Discovery of the body

[4] The body of the deceased, George (or "Dod") Simpson was found in
Exchange Lane, Aberdeen at or about 00.35 on 17 March 2001. The deceased was covered in blood. His pockets had been turned inside out. Later analysis of the deceased's clothing disclosed damage to two pockets consistent with someone trying to get something out those pockets.

Deceased's injuries

[5] The deceased had sustained multiple stab wounds: (1) a stab wound to the right side of the chest which penetrated the lung and the aorta; (2) two stab wounds to the right side of the upper abdomen which penetrated the liver and gall bladder; (3) a stab wound on the right forearm towards the elbow; (4) a relatively superficial small sharp force injury on the back; and (5) a trivial incised wound on the surface of the left hand. The wounds to the abdomen were above the trouser belt and seemed to go upwards. The deceased had also sustained serious blunt force injuries principally involving the head. There was a constellation of features (petechial haemorrhages, a fabric pattern and small marks over the right jaw) which raised the possibility of partial or attempted strangulation as part of a sustained assault on the deceased. There were no defensive injuries. The deceased had died as a result of the stab wounds to his chest and abdomen. The pattern of the stab wounds suggested that they had been inflicted while the deceased was unable to move, either because he was unconscious or because he was being held. The signs of strangulation were consistent with the deceased being held by an arm across his throat, or by his own clothing being pulled backwards.
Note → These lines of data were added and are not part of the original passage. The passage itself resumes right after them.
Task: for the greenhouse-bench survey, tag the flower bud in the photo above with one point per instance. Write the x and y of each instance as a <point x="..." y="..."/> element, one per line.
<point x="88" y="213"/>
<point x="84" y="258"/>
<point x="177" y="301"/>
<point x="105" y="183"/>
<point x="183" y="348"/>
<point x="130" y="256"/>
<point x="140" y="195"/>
[6] The deceased was a well built man, and a former boxer. He had ingested a moderate amount of alcohol. Although traces of drugs were found, no drug was active in his blood system at the time. That evening, the deceased had a considerable amount of money on him, possibly £200 or more.

The locus

[7]
Exchange Lane is an unlit lane which runs between Hadden Street at the north and Trinity Lane in the south. In the vicinity are a number of bars, including Rabbie's Bar in Hadden Street, the Snuggery and the St Andrews in Market Street, and the Metro Hotel, also in Market Street.

CCTV evidence

[8] CCTV footage included the following sequences. At or about 22.55, two figures were seen on
Hadden Street. One was wearing a long dark jacket (consistent with that which the co-accused Kennedy was seen wearing that evening) and the other a beige or brown jacket with a light collar (consistent with that worn by the appellant). At or about 23.02, the figure wearing the long dark coat was seen coming out of Exchange Lane into Trinity Lane. The figure had dark hair which appeared to be pulled back into a pony tail (consistent with the co-accused Kennedy's appearance). The figure was seen to go into Ship Row, and appeared to put something in his pocket. There was CCTV evidence that this person followed a route up Ship Row, on to Union Street, down Adelphi Lane and on to Market Street. At or about 23.05, the male with the light jacket was seen coming out of Exchange Lane at the Hadden Street end, and walking east on Hadden Street.


[9] The appellant gave evidence to the effect that the two figures seen in the CCTV footage emerging from either end of
Exchange Lane were himself and the co-accused Kennedy. He also gave evidence to the effect that he was present in Exchange Lane when, according to him, the deceased was attacked by the co-accused with a knife.

Forensic evidence

[10] Small bloodstains (later analysed for DNA and shown to match the deceased's blood) were found between the body of the deceased and the Hadden Street entrance to Exchange Lane, which could have been the result of a person with footwear wet with blood having walked from the area of the deceased's body towards Hadden Street.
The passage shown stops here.